Alice has $p_a,q_a$ and Bob has $p_b,q_b$, all elements of a ring $R$. They want to obtain shares of the value $pq$ where $p=p_a+p_b$, $q=q_a+q_b$. How do they do this ? Does revealing their shares of $pq$ leaks their shares of $p,q$? I am supposing that in the ring $R$, it is hard to deduce $p$ and $q$ from $pq$.
This cannot be achieved information-theoretically. This is typically the task that requires multiparty computation protocol to be achieved. In particular, the common method for what you want is called "secure multiplication protocol", and is in general constructed from an additively homomorphic encryption scheme (over the ring $R$), or from oblivious transfer.

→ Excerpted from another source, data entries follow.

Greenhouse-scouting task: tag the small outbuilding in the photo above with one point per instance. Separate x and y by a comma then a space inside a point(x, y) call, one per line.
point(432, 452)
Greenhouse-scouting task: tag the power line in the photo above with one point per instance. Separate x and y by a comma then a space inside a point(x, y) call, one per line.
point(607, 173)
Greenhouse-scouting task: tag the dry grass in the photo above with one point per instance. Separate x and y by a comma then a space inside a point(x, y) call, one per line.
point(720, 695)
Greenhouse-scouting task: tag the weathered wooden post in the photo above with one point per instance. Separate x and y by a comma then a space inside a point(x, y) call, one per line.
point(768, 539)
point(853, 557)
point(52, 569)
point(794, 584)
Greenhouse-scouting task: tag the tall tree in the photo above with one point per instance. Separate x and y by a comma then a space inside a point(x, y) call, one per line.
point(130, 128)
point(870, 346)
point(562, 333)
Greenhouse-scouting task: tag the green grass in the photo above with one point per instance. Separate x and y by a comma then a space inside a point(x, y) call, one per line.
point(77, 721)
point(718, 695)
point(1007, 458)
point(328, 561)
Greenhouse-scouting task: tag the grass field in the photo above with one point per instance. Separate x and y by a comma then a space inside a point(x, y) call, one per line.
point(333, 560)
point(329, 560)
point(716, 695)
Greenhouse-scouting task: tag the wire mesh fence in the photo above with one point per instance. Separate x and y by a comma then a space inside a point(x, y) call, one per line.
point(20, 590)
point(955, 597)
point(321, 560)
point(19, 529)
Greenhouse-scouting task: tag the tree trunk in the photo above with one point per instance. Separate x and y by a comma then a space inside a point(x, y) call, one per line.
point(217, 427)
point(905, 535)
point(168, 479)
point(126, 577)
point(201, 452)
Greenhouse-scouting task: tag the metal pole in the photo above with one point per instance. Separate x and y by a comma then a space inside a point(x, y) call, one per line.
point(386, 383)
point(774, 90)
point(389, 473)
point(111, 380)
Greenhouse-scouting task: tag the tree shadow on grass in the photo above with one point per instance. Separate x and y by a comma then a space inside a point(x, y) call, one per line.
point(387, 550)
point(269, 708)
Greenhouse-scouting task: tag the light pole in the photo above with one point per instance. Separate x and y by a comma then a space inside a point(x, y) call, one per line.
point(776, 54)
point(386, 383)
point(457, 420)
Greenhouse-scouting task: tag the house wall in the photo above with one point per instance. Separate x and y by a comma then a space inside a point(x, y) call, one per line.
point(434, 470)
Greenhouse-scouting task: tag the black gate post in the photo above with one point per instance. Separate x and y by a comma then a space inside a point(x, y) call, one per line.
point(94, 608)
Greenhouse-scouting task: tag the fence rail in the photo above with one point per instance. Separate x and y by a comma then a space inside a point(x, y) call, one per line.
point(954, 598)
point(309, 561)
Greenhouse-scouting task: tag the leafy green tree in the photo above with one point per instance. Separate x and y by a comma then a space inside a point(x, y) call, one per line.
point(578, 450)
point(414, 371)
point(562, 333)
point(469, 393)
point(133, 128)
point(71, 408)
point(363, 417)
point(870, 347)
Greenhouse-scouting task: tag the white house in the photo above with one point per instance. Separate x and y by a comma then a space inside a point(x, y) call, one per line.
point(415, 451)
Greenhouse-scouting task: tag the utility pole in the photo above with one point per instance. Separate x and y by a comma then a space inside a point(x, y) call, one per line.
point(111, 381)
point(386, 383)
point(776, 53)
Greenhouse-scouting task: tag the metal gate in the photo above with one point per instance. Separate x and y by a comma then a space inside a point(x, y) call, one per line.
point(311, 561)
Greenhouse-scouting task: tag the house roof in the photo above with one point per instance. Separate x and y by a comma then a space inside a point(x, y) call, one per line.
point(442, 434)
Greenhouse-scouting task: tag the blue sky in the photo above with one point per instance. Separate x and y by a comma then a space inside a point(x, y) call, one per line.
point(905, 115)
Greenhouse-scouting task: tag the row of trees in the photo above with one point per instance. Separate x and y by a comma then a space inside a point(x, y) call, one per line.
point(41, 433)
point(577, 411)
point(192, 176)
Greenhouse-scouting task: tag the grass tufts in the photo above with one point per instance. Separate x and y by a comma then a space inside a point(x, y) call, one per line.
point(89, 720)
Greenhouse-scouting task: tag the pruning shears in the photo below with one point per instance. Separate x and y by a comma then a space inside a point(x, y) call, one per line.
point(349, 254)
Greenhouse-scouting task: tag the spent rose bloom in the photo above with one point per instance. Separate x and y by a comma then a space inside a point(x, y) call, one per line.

Exemple with the encryption scheme: Alice holds $p_a,q_a$; Bob holds $p_b,q_b$. Alice picks an encryption scheme $E()$ and sends the public key to Bob. She keeps the secret key. Then, she sends $E(p_a), E(q_a)$ to Bob, who computes (using the homomorphic properties of the scheme $E()$) and sends back $E(p_aq_b + r_1), E(p_bq_a+r_2)$, where $r_1$ and $r_2$ are fresh random coin. Alice decrypts these values and get $(u_1,u_2)$. She computes $n_a = u_1 + u_2 + p_aq_a$; Bob computes $n_b = -(r_1 + r_2) + p_bq_b$. You can see that $n_a + n_b = (p_a+p_b)(q_a+q_b) = pq$; the fact that this does not reveal $p$ nor $q$ can be proven assuming the encryption scheme is IND-CPA secure (id est indistinguishable against chosen plaintext attacks).
To answer your second question, if $pq$ is hard to factor, then even knowing it, it is computationally infeasible to recover the shares of $p$ and $q$ of the opponent - however, it does obviously not leak "nothing" in an information theoretical sense.